Workshops and Tutorials


The 23rd International Conference on Supercomputing (ICS-2009) program will include workshops and tutorials on Monday, June 8 and Friday, June 12.


Monday, 8 June 2009
Morning W1: APGAS W3: WAHA   T4: PetaPerf  
Afternoon   T2: PAM-LS T3: Cetus
Friday, 12 June 2009
Morning W4: FastOS   T5: SM-Grid T6: StreamPPOT T8: FormalVerif
Afternoon   T7: PM-GPU    

The following workshops will take place in conjuntion with ICS'09:

The following tutorials will take place in conjuntion with ICS'09:

For additional information, please contact the chairs at ics09proposals@gmail.com.


W1: 1st Workshop on Asynchrony in the PGAS Programming Model (APGAS)

June 8th, 9:00-17:30 in 26-014 & 26-024

Workshop organizers: George Almasi, Calin Cascaval and Vijay Saraswat, IBM Research.

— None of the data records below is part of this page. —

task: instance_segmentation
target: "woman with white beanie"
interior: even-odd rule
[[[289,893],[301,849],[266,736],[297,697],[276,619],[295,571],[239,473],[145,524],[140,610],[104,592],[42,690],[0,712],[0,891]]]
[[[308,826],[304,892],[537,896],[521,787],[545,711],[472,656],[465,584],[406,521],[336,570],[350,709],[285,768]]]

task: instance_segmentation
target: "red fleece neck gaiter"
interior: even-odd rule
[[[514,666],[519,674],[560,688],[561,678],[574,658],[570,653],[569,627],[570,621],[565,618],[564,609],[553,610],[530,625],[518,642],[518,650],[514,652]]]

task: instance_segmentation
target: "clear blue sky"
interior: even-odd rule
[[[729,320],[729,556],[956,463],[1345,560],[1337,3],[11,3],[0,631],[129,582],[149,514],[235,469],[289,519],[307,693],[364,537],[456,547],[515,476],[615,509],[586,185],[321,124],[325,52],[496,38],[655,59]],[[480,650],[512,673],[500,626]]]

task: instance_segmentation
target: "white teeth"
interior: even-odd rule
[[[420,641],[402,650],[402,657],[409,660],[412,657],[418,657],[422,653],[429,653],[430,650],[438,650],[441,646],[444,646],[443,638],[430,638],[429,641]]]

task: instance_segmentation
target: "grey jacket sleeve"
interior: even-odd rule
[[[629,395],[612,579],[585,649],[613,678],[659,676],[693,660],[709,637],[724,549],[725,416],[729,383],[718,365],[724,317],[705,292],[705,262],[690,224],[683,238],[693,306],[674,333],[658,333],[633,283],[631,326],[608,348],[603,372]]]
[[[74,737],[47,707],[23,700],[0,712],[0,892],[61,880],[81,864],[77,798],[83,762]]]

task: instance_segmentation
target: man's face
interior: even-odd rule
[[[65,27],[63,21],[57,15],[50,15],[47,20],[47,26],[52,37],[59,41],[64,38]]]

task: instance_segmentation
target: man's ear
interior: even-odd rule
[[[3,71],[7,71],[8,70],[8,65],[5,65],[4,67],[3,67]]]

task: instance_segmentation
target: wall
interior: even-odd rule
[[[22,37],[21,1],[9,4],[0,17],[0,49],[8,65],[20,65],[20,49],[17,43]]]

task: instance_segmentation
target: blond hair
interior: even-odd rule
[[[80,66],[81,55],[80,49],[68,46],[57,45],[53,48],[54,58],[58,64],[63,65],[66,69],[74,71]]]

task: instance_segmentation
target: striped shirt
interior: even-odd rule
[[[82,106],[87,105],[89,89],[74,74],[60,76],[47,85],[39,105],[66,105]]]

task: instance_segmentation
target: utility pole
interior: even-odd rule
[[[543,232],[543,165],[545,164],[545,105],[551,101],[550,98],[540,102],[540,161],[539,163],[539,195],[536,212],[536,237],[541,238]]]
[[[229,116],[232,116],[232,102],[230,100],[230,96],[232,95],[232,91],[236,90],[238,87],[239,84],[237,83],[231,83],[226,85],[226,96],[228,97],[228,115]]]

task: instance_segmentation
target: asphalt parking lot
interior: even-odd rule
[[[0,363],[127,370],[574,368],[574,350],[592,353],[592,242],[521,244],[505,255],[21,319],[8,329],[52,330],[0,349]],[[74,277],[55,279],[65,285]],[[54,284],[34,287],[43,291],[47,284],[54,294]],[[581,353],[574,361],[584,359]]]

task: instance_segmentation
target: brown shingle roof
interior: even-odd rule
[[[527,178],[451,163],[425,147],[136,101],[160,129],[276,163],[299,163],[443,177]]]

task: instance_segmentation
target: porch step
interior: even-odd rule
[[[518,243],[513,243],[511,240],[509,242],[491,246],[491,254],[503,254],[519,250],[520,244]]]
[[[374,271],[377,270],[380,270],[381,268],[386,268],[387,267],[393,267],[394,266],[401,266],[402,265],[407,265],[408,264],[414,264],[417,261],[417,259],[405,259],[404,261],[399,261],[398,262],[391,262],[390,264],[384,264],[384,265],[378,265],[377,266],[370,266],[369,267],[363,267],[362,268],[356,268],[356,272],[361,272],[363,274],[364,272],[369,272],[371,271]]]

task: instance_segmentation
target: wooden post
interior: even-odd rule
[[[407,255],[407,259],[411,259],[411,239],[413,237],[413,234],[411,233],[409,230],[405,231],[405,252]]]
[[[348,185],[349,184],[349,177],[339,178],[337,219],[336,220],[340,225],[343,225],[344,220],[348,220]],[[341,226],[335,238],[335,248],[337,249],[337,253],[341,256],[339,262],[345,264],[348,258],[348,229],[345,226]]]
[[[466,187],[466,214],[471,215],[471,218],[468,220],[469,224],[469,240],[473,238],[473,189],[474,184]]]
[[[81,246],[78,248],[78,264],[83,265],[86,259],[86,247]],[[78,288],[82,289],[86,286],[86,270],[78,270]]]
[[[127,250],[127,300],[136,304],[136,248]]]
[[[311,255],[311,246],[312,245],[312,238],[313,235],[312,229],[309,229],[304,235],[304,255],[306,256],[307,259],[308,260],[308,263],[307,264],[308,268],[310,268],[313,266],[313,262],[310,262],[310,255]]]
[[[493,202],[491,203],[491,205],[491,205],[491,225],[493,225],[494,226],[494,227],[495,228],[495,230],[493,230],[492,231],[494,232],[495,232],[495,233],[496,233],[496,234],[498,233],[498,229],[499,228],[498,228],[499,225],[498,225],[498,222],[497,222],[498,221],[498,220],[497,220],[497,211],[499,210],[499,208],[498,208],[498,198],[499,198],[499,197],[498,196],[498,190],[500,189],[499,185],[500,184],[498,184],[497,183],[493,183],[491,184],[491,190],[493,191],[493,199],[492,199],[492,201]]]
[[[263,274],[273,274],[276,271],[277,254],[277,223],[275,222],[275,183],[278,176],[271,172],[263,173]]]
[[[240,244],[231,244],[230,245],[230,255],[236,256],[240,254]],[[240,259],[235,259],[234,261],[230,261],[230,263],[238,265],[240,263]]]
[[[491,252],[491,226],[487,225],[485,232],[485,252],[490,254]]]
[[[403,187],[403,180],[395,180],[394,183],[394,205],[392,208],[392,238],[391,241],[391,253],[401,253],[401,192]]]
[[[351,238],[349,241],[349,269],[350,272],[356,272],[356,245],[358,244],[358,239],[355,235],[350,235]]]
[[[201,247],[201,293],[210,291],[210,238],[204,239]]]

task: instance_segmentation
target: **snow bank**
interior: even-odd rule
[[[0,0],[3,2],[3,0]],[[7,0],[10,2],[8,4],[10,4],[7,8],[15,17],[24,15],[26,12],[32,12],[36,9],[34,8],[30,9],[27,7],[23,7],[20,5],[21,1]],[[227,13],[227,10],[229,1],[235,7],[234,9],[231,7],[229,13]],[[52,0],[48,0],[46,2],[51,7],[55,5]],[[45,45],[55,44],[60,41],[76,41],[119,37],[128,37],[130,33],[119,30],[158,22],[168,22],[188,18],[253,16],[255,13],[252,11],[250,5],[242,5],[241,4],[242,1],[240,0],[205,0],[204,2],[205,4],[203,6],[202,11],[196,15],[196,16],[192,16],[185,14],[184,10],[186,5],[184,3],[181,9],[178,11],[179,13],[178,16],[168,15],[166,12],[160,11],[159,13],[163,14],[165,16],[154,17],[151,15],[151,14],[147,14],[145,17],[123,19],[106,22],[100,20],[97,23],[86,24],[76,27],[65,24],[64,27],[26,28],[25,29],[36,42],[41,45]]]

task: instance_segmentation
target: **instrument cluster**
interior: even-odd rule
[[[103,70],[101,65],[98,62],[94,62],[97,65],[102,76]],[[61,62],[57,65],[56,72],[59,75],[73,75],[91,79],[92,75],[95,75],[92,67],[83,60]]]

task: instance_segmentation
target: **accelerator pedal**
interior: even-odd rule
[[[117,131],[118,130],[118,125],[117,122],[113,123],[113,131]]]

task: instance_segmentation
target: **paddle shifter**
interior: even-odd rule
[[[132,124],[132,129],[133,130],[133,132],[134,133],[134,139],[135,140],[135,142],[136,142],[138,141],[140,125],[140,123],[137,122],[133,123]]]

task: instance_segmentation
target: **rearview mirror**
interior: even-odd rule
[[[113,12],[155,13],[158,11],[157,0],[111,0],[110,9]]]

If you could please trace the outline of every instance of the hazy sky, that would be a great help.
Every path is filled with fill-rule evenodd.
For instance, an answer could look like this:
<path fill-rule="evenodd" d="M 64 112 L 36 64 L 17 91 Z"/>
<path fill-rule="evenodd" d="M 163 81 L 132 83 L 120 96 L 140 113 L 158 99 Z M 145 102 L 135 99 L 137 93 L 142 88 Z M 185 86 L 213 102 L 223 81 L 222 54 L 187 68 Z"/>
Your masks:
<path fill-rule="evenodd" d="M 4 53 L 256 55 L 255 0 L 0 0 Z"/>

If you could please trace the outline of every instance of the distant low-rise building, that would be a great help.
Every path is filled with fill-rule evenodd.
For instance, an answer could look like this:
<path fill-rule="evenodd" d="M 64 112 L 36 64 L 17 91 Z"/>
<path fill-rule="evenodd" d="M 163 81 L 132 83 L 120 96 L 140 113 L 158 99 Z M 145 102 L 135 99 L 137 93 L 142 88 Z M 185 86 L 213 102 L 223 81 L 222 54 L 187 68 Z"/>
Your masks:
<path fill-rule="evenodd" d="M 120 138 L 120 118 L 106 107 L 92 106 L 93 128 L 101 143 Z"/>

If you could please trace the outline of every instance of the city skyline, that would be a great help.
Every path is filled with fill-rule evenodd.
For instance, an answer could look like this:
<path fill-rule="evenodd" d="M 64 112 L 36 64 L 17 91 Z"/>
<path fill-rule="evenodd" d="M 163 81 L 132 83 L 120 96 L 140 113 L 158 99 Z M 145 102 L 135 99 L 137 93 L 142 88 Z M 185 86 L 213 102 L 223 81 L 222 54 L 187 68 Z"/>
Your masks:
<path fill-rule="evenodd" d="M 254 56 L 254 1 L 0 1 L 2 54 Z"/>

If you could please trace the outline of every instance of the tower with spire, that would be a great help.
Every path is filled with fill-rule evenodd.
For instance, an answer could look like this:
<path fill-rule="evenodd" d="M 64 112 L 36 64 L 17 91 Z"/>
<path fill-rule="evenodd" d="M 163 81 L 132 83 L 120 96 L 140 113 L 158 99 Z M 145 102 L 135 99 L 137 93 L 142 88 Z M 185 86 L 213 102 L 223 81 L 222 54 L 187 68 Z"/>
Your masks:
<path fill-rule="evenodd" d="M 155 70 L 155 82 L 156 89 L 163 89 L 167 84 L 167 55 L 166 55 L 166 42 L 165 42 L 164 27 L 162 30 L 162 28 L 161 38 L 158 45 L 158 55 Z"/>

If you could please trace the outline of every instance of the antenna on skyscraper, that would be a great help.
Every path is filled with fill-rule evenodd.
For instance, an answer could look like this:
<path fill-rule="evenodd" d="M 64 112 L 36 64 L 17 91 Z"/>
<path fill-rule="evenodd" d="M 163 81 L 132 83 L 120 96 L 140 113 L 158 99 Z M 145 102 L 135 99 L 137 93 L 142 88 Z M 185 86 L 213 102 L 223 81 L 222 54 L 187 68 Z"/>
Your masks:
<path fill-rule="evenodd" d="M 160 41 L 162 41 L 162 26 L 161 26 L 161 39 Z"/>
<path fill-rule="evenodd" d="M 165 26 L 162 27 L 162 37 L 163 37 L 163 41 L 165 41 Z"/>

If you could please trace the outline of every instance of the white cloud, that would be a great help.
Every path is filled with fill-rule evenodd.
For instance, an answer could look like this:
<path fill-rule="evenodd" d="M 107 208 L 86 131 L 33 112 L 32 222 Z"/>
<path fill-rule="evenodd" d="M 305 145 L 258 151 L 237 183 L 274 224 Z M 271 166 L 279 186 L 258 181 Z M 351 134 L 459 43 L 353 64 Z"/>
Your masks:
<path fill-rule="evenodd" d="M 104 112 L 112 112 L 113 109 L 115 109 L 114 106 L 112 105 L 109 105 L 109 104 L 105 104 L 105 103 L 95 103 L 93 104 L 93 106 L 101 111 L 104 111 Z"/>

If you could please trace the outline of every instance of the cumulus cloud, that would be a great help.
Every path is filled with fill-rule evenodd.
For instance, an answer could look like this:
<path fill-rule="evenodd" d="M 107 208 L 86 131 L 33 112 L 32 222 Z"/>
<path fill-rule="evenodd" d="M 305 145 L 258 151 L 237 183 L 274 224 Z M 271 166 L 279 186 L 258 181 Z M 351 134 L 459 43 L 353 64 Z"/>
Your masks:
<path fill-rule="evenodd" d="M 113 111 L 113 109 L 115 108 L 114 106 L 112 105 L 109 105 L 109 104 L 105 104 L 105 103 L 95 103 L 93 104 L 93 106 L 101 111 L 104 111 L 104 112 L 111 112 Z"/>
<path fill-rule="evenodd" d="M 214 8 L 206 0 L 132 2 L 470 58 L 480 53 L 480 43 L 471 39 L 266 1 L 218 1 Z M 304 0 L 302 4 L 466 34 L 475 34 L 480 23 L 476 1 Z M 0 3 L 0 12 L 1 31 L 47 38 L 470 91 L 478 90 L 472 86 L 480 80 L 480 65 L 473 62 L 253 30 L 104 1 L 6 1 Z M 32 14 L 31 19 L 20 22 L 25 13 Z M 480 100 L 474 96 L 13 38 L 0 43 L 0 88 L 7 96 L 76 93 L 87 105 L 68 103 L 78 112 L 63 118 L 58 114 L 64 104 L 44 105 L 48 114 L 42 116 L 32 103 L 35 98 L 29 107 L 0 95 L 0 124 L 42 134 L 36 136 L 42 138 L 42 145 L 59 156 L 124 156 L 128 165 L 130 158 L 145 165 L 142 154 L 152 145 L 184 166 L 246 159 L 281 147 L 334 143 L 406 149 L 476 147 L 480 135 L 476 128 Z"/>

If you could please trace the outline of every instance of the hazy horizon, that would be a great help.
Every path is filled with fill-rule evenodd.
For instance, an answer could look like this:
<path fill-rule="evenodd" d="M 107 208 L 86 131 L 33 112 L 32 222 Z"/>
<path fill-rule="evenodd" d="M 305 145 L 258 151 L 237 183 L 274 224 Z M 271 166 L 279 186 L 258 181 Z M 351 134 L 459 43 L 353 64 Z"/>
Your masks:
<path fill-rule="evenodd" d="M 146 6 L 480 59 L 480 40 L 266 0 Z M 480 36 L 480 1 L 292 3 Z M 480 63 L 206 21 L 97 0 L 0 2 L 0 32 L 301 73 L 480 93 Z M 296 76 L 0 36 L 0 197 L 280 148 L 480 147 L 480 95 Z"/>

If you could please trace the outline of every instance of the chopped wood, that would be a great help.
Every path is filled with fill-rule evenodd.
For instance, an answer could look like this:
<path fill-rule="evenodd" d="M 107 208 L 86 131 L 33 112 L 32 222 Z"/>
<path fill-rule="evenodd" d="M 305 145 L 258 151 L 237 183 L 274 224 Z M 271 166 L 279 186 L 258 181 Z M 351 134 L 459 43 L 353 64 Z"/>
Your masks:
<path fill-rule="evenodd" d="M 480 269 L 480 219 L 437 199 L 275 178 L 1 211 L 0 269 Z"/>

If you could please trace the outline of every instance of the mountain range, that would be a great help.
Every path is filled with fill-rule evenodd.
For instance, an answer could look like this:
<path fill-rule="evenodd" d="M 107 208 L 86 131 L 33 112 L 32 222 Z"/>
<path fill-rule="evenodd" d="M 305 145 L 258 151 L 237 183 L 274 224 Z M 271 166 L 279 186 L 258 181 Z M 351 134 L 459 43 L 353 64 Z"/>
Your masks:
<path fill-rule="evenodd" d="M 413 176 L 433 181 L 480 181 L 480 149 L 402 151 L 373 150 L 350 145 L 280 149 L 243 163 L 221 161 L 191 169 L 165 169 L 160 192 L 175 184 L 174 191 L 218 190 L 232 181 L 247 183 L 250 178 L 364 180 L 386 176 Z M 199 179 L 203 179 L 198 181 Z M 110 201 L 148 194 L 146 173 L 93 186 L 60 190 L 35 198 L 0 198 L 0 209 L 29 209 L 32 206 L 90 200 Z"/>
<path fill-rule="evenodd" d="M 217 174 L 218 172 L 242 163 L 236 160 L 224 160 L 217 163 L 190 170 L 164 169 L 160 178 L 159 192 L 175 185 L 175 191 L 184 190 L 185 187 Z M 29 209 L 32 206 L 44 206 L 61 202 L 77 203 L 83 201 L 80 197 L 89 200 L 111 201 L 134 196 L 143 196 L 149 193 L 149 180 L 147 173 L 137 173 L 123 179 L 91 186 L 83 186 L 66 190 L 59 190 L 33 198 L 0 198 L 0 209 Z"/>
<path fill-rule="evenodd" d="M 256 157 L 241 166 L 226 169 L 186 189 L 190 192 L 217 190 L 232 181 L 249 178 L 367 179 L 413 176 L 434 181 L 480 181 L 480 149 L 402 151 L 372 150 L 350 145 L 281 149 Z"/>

The new golden era of concurrency offers a diversity of concurrent architectures to the application programmer { clusters of symmetric multiprocessors, heterogeneous accelerators (such as the Cell, GPGPUs), large core-count integrated machines (such as the Blue Gene), and multiple levels of parallelism (multithreaded multicores, such the newer Power architectures, or distributed multiprocessors like the Cray MTA). The central programming challenge for these new architectures is to develop a suitable and robust programming model. The Partitioned Global Address Space (PGAS) model has attracted considerable attention as such a programming model, particularly in the High Performance Computing space. However, widespread acceptance and extension to newer paradigms (e.g. to heteregeneous accelerators and irregular application domains) has been hampered by a focus on homogoneous execution contexts and the Single Program Multiple Data (SPMD) threading model. Several research groups have recently started to investigate asynchronous execution in the PGAS model. Asynchronous execution is the foundation for active message programming, and fine-grained concurrency (e.g. Cilk-style fork-join, OpenMP style teams). It is also the basis for data transfer between non-coherent memories (DMA), remote atomic operations, and in general for techniques for overlapping computation and communication. Finally, asynchronous execution offers a simple model for spawning massive multi-threaded kernel computations on accelerators such as GPUs.

Link to workshop page

APGAS workshop program


W2: High Performance Embedded Storage Systems (HPESS) (CANCELLED)

Embedded systems are deployed in a wide range of applications including consumer products, car electronics and nuclear power plants. Storage solutions for embedded systems must meet high performance standards, de_ned by criteria such as reliability, speed, energy consumption, weight/space constraints and cost. These solutions are increasingly based on relatively recent technologies such as Flash and MEMS. This workshop aims to bring together researchers from both academia and industry to address, explore and exchange new ideas or results in both hardware design and software implementation of storage solutions for embedded high performance systems.

Link to workshop page


W3: 1st Workshop on Accelerators for High-performance Architectures (WAHA)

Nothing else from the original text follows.